Fabiana nunca pensó que unos carteles escritos a mano y pegados por 18 de Julio fueran a tener tanta repercusión. Sólo decían: "Mujer desesperada alquila vientre a cambio de casa sencilla" y el número de su celular.
Además de atender a algunos medios de prensa, la mujer de 33 años recibió dos llamadas ayer. Una pareja y luego un señor la contactaron porque estaban interesados en darle una casa a cambio de que tuviera en su útero un hijo de ellos. Quedaron en volverla a llamar.
Fabiana ya tuvo cuatro hijos que ahora tienen 3, 5, 12 y 17 años. El mayor no vive con la familia, los del medio están cursando la escuela y al más pequeño, contó, no lo aceptan en ningún jardín de infantes porque todavía usa pañales.
En este momento Fabiana está sin trabajo. Terminó el liceo pero no pudo seguir estudiando porque se casó por primera vez a los 14 años. El único ingreso que tiene es vender ropa usada en alguna feria, cuando consigue.
Su marido es policía, pero parte de su sueldo va para la pensión de los dos hijos que tuvo con un matrimonio anterior informó ayer Últimas Noticias. Y aunque la situación económica de la familia es crítica, a él "no le gustaba mucho" la idea de que su esposa permutara su vientre por un lugar donde dormir, cuenta Fabiana.
Su esposo también temía que se enteraran sus superiores y lo sancionaran, como pensó que le iba a ocurrir al agente que encontraron la semana pasada recogiendo envases con el uniforme policial. El policía denunció malos tratos de los compañeros que lo detuvieron, pero desde Jefatura no se lo sancionó, sino que lo ayudaron donándole víveres. Fabiana dice que pegó los carteles por 18 de Julio sin que él supiera y que se lo iba a contar cuando apareciera un interesado.
Antes. Hubo una época en que pasaban bien. Fabiana y su marido tenían un almacén en su casa del barrio Conciliación y habían llegado a comprar dos televisores a color. Pero cada vez vendían menos y fiaban más. Incluso todavía están pagando un préstamo que pidieron entonces.
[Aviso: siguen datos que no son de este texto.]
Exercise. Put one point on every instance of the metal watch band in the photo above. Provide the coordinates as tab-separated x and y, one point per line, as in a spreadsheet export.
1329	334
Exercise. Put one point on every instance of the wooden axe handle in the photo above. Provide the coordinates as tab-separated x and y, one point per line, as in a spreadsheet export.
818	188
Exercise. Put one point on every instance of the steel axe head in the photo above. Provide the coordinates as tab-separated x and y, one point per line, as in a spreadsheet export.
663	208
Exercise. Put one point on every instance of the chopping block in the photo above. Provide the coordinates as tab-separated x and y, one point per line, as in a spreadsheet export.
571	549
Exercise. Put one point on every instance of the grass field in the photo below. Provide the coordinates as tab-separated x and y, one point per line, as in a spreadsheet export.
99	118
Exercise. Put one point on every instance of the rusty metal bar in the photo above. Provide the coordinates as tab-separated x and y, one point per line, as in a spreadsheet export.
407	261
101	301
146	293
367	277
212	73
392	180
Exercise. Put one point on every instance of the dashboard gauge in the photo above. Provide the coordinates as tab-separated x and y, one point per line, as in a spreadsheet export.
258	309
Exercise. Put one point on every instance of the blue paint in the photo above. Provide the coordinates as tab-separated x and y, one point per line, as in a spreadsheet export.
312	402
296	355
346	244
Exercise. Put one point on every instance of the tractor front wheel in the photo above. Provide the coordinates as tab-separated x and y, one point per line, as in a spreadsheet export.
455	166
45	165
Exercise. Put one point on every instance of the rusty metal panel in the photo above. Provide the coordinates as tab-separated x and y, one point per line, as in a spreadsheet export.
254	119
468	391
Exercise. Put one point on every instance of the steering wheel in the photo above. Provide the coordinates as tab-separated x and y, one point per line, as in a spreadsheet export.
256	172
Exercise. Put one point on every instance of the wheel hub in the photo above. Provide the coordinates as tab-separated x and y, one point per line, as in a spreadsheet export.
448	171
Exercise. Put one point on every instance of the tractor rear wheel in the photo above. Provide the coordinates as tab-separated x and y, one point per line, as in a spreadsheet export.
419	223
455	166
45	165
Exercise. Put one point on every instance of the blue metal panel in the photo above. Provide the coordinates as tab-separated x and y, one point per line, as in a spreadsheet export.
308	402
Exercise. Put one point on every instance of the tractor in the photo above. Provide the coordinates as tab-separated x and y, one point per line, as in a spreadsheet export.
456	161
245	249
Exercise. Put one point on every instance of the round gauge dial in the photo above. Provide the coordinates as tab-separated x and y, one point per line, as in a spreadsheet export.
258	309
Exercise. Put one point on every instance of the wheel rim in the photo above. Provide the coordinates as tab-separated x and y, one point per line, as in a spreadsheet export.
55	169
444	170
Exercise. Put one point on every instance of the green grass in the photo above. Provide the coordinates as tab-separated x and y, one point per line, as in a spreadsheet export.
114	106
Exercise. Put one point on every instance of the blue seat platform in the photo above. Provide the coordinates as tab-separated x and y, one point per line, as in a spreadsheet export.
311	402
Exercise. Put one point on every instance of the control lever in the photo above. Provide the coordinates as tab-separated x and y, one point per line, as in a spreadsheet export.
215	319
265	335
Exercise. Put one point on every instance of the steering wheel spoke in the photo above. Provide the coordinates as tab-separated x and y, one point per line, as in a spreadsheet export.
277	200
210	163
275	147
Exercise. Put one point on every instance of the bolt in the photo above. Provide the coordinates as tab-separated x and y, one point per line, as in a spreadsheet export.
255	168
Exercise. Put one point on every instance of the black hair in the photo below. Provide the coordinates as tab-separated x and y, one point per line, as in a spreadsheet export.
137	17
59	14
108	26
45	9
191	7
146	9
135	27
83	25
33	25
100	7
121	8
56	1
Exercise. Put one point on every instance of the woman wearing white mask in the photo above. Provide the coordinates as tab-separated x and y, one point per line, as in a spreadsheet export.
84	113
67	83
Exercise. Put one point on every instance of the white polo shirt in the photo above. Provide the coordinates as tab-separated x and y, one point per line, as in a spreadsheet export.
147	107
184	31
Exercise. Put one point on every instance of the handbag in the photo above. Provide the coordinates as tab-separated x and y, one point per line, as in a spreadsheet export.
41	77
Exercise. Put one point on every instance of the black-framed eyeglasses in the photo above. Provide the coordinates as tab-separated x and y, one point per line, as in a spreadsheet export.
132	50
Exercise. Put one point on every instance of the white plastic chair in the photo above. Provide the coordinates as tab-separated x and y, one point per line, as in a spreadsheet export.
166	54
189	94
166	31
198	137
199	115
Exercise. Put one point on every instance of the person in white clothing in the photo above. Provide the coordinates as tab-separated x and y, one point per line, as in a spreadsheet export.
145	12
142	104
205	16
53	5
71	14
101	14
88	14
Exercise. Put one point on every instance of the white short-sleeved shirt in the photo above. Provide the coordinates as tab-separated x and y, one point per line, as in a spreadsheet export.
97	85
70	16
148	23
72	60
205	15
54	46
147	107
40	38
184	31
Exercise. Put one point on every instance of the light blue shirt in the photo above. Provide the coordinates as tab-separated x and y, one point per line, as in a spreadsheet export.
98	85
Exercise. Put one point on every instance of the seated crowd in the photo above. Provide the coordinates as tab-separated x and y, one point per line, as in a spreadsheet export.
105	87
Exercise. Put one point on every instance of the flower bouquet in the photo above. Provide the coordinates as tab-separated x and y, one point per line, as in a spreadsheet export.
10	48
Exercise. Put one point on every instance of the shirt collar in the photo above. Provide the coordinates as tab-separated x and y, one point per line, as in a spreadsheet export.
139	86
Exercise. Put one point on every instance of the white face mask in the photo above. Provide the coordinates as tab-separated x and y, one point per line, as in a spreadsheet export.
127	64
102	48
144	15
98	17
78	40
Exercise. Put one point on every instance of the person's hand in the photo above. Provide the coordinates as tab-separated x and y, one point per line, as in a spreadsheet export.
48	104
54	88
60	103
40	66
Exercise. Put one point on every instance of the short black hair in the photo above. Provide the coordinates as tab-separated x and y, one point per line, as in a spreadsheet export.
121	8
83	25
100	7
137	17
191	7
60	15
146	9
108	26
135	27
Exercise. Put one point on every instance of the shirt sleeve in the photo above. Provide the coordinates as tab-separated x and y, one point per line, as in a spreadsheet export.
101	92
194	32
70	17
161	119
Cuando cerraron el almacén se fueron a vivir a un asentamiento en el Cerro. "Estábamos contentos porque la casa era grande y era nuestra", cuenta ella. Pero al tiempo "volvimos para Conciliación porque nos coparon y me lastimaron mucho delante de los chiquilines", agrega. Los copadores vivían en la zona, los conocían y amenazaban de forma constante. No querían seguir viviendo con miedo, pero ahora, de vuelta en su viejo barrio, apenas pueden pagar el alquiler. También apenas pueden comer.
Fabiana dice que un día golpeó más de 100 puertas en Pocitos junto a uno de sus hijos, pero no consiguió "ni un pedazo de pan". "No me gusta pedir, pero esa vez me sirvió para ver que no podía sola", cuenta para explicar por qué es una "mujer desesperada".
Legalidad. En Uruguay no hay una legislación específica que regule el alquiler de vientres. Durante el período pasado, un proyecto del senador frenteamplista Alberto Cid planteó prohibirlo y obtuvo media sanción del Senado. No obstante, en la mayoría de los países no se aprueba esta práctica. Una excepción es Estados Unidos.
El salario de los policías subió un 30% desde 1990
Fabiana y su marido no pueden mantener su hogar con un sueldo de policía. El miércoles la ministra del Interior, Daisy Tourné, presentó la evolución salarial de los agentes de segunda, elaborada por la Comisión de Presupuestos integrada con Hacienda. Entre marzo de 1990 y 1995, los ingresos de los policías disminuyeron casi un 40%. En 2000 los sueldos eran un 10% mejores que 10 años antes, para volver a caer en 2006 en un 90% aproximadamente en relación también con 1990.
Recientemente hubo una nueva recuperación salarial que supera casi un 30% al ingreso total del año con el que se establece la comparación, 1990.
Los bajos salarios policiales han provocado inconvenientes al Ministerio del Interior para completar los puestos vacantes. Mientras que el sueldo de un policía es en los escalafones más bajos de $ 6.500 en promedio e implica todavía un peligro diario para la persona, en el rubro de la construcción es posible conseguir un trabajo por $ 9.500.
Sin embargo, hay mucha diferencia entre los distintos escalafones policiales. El sueldo de un agente de segunda puede representar apenas el 20% del de un comisario inspector.